Second bowl – 1 ½ cups of the remaining sugar, 2 ½ tbsp of cinnamons and 1 ½ cups of the assorted nuts and add to a food processor and pulses a few time until nuts are chopped and put back into your bowl. This is for topping the rugelach.
Third bowl – put the remainder of the 2 cups of the nuts and all the dried fruit (2 cups) into a food processor and pulse a few times and put into a bowl.
Working with one pieces of the chilled dough at a time, place it on lightly floured work surface and let it soften for a few minutes.
Here you have two options of how to roll your rugelach:
Jellyroll – Flour your rolling pin and roll the dough into a rectangle 14 inches by 10 inches and ¼ inch thick. Do not make it much thinner because you need a sturdy wrapper for all the chunky fillings. Using a knife or pizza cutter, cut the dough in half lengthwise, to make two 14×15 inch rectangles; leave the half in place.
Spread each half generously with one quarter (1/2 cup total) of the apricot lekvar. Sprinkle one quarter (1/4 cup) of the cinnamon/sugar mixture from first bowl. Press it down lightly with your fingers. Then sprinkle half (1 cup) of the nuts/fruit mixture third bowl and press it down lightly with your fingers.
Starting with he long edge of dough, roll up each rectangle jelly-roll fashion, tucking in any fruit or nuts that fall out along the way.
Cover the two rolls and put into your refrigerator until firm for about 4 hours or freezer for 30 minutes.
Repeat the steps for the second piece of dough.

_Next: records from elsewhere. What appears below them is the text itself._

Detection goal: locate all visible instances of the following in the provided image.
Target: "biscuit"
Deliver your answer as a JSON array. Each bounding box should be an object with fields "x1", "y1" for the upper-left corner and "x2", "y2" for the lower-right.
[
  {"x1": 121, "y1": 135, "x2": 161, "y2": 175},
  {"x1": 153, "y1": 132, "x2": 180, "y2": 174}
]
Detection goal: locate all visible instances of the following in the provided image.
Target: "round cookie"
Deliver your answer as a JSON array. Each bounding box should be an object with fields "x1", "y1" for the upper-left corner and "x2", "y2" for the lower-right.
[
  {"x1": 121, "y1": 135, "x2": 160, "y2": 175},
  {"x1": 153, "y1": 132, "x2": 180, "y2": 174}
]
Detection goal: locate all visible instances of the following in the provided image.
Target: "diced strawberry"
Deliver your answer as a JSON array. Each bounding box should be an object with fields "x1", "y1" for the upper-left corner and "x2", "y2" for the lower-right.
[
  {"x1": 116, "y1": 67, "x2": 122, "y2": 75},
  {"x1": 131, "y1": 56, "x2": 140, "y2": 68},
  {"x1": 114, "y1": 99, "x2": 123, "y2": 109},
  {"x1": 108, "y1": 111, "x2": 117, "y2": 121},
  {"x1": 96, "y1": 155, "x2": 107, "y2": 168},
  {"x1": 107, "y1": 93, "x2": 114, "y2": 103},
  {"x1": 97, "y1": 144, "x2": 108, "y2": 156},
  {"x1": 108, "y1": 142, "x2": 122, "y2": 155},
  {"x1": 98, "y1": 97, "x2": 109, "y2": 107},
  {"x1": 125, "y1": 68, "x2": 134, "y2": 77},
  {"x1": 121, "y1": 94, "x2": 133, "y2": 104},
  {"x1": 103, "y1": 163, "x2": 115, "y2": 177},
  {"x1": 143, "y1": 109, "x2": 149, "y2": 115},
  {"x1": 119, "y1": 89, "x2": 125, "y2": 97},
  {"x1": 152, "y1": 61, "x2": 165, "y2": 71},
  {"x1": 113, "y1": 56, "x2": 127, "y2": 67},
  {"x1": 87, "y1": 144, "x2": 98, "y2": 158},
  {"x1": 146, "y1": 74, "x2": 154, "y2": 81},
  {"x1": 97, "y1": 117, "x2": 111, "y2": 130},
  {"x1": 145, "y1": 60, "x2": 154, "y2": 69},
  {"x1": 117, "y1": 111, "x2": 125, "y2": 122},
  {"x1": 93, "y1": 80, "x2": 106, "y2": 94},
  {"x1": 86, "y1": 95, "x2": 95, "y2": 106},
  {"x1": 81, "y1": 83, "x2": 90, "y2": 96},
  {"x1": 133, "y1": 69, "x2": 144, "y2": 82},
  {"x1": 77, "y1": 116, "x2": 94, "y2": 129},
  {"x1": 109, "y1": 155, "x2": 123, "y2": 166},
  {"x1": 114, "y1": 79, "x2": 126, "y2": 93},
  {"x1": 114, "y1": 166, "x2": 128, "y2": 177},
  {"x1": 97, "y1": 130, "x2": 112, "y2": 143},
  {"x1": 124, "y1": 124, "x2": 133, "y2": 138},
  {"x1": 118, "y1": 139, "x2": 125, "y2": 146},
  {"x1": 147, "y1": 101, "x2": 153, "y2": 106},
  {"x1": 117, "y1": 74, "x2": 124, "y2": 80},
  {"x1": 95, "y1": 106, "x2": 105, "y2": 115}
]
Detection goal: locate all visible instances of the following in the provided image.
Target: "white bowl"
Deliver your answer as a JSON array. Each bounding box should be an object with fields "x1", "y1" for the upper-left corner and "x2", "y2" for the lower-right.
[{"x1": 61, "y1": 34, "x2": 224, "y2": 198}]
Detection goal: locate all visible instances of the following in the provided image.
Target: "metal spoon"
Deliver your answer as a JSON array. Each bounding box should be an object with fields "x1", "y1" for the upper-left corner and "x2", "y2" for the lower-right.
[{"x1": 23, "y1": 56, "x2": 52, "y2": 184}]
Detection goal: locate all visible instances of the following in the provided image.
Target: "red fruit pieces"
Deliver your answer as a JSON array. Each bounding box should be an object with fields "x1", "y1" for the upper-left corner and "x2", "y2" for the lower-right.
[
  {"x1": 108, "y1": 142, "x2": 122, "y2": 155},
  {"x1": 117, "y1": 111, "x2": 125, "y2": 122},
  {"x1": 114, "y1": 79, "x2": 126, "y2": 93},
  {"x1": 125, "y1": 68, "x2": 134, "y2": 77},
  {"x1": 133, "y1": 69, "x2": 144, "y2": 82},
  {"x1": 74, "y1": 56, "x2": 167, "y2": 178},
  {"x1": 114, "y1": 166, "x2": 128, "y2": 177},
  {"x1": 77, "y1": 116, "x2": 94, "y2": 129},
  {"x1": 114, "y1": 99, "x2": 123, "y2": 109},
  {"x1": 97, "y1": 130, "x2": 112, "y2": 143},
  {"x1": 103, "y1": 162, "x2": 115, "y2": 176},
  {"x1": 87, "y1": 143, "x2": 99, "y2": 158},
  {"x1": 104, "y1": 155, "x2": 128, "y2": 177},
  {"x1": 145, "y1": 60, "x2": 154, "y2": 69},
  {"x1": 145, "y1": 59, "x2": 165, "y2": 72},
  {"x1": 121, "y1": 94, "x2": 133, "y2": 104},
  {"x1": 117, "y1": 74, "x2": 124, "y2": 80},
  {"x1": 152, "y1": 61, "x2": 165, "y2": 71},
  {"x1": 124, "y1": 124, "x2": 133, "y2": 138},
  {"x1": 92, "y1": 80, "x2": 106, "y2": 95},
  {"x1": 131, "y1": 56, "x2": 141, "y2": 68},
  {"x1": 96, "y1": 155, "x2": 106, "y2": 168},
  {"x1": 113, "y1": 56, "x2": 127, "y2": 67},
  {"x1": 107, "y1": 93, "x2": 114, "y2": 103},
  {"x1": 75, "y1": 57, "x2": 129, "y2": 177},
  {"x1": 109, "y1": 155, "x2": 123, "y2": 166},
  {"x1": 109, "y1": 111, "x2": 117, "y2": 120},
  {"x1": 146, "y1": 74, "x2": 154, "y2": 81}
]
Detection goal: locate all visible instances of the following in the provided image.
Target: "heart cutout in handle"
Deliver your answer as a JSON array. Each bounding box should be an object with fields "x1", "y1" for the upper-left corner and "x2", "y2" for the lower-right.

The rolls can be covered and refrigerated overnight or frozen for up to 2 months.
Brush the roll all over with the egg wash. Using a serrated knife and a sawing motion, slice the roll into pieces that are 1 to ½ inches wide.
Crescent shape – Flour your rolling pin and roll the dough into an 11- to 12-inch circle and about ¼ inch thick. Do not make it much thinner because you need a sturdy wrapper for all the chunky fillings.

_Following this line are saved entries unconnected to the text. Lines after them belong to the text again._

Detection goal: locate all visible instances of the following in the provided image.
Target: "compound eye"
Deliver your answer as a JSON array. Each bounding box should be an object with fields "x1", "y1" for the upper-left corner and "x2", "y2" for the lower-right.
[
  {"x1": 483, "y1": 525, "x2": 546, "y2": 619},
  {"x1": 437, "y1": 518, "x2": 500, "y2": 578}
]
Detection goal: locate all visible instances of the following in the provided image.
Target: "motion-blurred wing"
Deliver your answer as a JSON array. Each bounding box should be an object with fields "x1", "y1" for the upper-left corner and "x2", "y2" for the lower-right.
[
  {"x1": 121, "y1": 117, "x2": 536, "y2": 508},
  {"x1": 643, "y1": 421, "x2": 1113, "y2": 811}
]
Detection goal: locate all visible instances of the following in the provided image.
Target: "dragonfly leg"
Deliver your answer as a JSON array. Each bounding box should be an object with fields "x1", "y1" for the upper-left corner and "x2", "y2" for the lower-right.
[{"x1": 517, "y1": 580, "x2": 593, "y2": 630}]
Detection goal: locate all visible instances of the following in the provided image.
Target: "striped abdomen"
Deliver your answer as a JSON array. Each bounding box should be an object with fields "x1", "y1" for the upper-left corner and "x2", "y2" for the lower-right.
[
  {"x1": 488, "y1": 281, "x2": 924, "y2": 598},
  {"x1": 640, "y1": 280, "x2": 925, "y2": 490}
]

Spread one quarter (1/2 cup total) of the apricot lekvar evenly. Sprinkle one quarter (1/4 cup) of the cinnamon/sugar mixture from first bowl. Press it down lightly with your fingers. Then sprinkle half (1 cup) of the nuts/fruit mixture third bowl and press it down lightly with your fingers.
Using a pizza wheel or a sharp knife, cut the dough into 16 wedges, or triangles. (The easiest way to do this is to cut the dough into quarters, then to cut each quarter into 4 triangles.) Starting at the base of each triangle, roll the dough up so that each pastry becomes a little crescent.

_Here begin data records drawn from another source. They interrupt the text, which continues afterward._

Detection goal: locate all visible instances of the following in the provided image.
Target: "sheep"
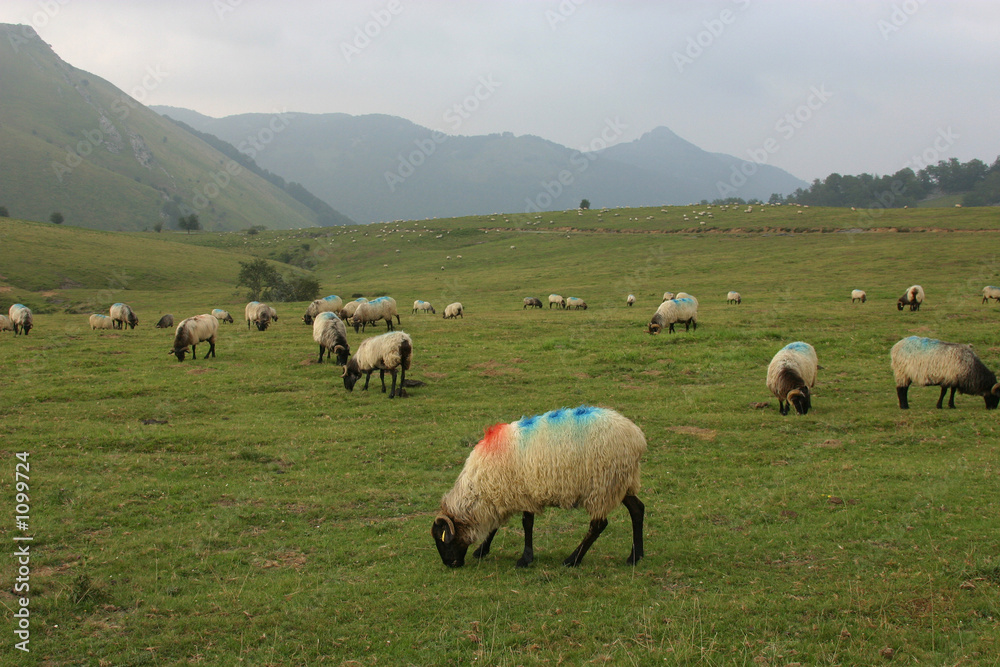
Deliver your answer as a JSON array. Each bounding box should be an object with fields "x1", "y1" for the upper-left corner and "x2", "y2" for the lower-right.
[
  {"x1": 342, "y1": 331, "x2": 412, "y2": 399},
  {"x1": 443, "y1": 302, "x2": 464, "y2": 319},
  {"x1": 8, "y1": 304, "x2": 33, "y2": 336},
  {"x1": 431, "y1": 406, "x2": 646, "y2": 569},
  {"x1": 245, "y1": 301, "x2": 272, "y2": 331},
  {"x1": 412, "y1": 300, "x2": 436, "y2": 314},
  {"x1": 673, "y1": 292, "x2": 697, "y2": 304},
  {"x1": 626, "y1": 294, "x2": 636, "y2": 307},
  {"x1": 890, "y1": 336, "x2": 1000, "y2": 410},
  {"x1": 647, "y1": 297, "x2": 697, "y2": 334},
  {"x1": 726, "y1": 291, "x2": 742, "y2": 305},
  {"x1": 340, "y1": 297, "x2": 368, "y2": 320},
  {"x1": 155, "y1": 314, "x2": 174, "y2": 329},
  {"x1": 267, "y1": 306, "x2": 278, "y2": 323},
  {"x1": 548, "y1": 294, "x2": 566, "y2": 309},
  {"x1": 109, "y1": 302, "x2": 138, "y2": 330},
  {"x1": 766, "y1": 342, "x2": 818, "y2": 415},
  {"x1": 0, "y1": 315, "x2": 12, "y2": 332},
  {"x1": 982, "y1": 286, "x2": 1000, "y2": 304},
  {"x1": 566, "y1": 297, "x2": 588, "y2": 310},
  {"x1": 303, "y1": 295, "x2": 343, "y2": 324},
  {"x1": 89, "y1": 313, "x2": 115, "y2": 330},
  {"x1": 661, "y1": 291, "x2": 675, "y2": 302},
  {"x1": 312, "y1": 311, "x2": 350, "y2": 365},
  {"x1": 851, "y1": 289, "x2": 867, "y2": 304},
  {"x1": 896, "y1": 284, "x2": 924, "y2": 311},
  {"x1": 523, "y1": 297, "x2": 543, "y2": 309},
  {"x1": 211, "y1": 309, "x2": 234, "y2": 324},
  {"x1": 168, "y1": 314, "x2": 218, "y2": 362},
  {"x1": 351, "y1": 296, "x2": 398, "y2": 333}
]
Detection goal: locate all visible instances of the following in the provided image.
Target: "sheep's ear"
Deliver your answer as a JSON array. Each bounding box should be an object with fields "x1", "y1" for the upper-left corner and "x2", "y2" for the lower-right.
[{"x1": 434, "y1": 515, "x2": 456, "y2": 544}]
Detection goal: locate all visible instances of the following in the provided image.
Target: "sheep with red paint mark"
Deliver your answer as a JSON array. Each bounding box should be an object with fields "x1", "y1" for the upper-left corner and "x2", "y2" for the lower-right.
[{"x1": 432, "y1": 406, "x2": 647, "y2": 569}]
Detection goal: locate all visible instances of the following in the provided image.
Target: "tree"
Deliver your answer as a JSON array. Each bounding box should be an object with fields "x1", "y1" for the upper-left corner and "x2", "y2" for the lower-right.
[
  {"x1": 579, "y1": 199, "x2": 591, "y2": 210},
  {"x1": 50, "y1": 211, "x2": 64, "y2": 224},
  {"x1": 178, "y1": 214, "x2": 201, "y2": 234},
  {"x1": 152, "y1": 221, "x2": 163, "y2": 233},
  {"x1": 237, "y1": 258, "x2": 283, "y2": 301}
]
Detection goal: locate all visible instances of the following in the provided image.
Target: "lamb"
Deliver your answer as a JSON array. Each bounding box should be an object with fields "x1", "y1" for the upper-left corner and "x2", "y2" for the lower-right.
[
  {"x1": 89, "y1": 313, "x2": 115, "y2": 330},
  {"x1": 340, "y1": 297, "x2": 368, "y2": 320},
  {"x1": 443, "y1": 302, "x2": 464, "y2": 319},
  {"x1": 412, "y1": 300, "x2": 436, "y2": 314},
  {"x1": 0, "y1": 315, "x2": 12, "y2": 332},
  {"x1": 155, "y1": 314, "x2": 174, "y2": 329},
  {"x1": 647, "y1": 297, "x2": 698, "y2": 334},
  {"x1": 351, "y1": 296, "x2": 399, "y2": 333},
  {"x1": 982, "y1": 286, "x2": 1000, "y2": 304},
  {"x1": 168, "y1": 314, "x2": 218, "y2": 362},
  {"x1": 661, "y1": 291, "x2": 675, "y2": 302},
  {"x1": 8, "y1": 304, "x2": 33, "y2": 336},
  {"x1": 548, "y1": 294, "x2": 566, "y2": 309},
  {"x1": 896, "y1": 284, "x2": 924, "y2": 311},
  {"x1": 851, "y1": 289, "x2": 867, "y2": 304},
  {"x1": 626, "y1": 294, "x2": 636, "y2": 307},
  {"x1": 431, "y1": 406, "x2": 646, "y2": 568},
  {"x1": 109, "y1": 302, "x2": 138, "y2": 330},
  {"x1": 342, "y1": 331, "x2": 412, "y2": 399},
  {"x1": 303, "y1": 295, "x2": 343, "y2": 324},
  {"x1": 245, "y1": 301, "x2": 272, "y2": 331},
  {"x1": 890, "y1": 336, "x2": 1000, "y2": 410},
  {"x1": 211, "y1": 309, "x2": 234, "y2": 323},
  {"x1": 523, "y1": 297, "x2": 543, "y2": 309},
  {"x1": 312, "y1": 311, "x2": 350, "y2": 365},
  {"x1": 566, "y1": 297, "x2": 588, "y2": 310},
  {"x1": 766, "y1": 342, "x2": 818, "y2": 415},
  {"x1": 726, "y1": 291, "x2": 741, "y2": 305}
]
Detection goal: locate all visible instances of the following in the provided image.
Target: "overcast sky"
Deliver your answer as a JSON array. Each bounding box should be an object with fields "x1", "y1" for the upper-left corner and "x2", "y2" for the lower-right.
[{"x1": 3, "y1": 1, "x2": 998, "y2": 182}]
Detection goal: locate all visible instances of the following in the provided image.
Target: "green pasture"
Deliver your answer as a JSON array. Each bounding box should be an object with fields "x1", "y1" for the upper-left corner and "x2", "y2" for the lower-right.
[{"x1": 1, "y1": 206, "x2": 999, "y2": 665}]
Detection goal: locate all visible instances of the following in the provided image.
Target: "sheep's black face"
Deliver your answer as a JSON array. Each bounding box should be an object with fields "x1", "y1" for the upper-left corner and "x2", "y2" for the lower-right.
[
  {"x1": 791, "y1": 387, "x2": 811, "y2": 415},
  {"x1": 432, "y1": 517, "x2": 470, "y2": 568},
  {"x1": 335, "y1": 349, "x2": 350, "y2": 366},
  {"x1": 984, "y1": 394, "x2": 999, "y2": 410},
  {"x1": 897, "y1": 300, "x2": 905, "y2": 311},
  {"x1": 303, "y1": 315, "x2": 313, "y2": 325},
  {"x1": 343, "y1": 371, "x2": 360, "y2": 392},
  {"x1": 172, "y1": 348, "x2": 188, "y2": 362}
]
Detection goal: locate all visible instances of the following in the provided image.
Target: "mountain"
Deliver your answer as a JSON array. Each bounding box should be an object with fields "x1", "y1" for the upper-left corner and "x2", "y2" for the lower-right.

Arrange the roll-ups on one baking sheet, making sure the points are tucked under the pastry, and refrigerate until firm for about 4 hours or freezer for 30 minutes.
Repeat the steps for the second piece of dough.
The pastries can be covered and refrigerated overnight or frozen for up to 2 months.
Brush the roll all over with the egg wash.
Final Steps and Baking
Position the oven racks to that they divide the over into thirds and preheat the oven to 375F. Line two baking sheets with parchment paper or silicon. Although you can probably bake all the pastries at the same time I would do it in batches.
Tosh each pastry in the cinnamon/sugar/nut mixture bowl two to coat generously. Transfer the rugelach to the prepared baking sheet, cut sides down for the jellyroll version, leaving an inch between each pastry.
Bake for 25-30 minutes, rotating the pans top to bottom and from to back halfway through the baking period. The rugelach are done when the tops are golden and bottoms are caramelized. Cool the pastries on the pans for 5-10 minutes, then releases them from the sheet by running a think spatula under them. Cool to room temperature on a rack. Repeat with the remaining rolls of dough.
The rugelach will keep for a week in airtight containers, seals in plastic bags; they can be frozen up to 2 months.
Here are a few extra tips:
- Take the cream cheese and butter out of the refrigerator just 10 minutes before you’re going to use them – they should be still cold and only a tad soft.
- Give the dough a leisurely chill in the fridge before rolling it out, it makes a big difference. 30 minutes in freezer is min, 4 hours in the refrigerator or overnight even better.
- Refrigerate the pastries after you’ve assembled them – they’ll hold their shape a lot better if you bake them when they’re cold, trust me I have tried not to and they fall apart.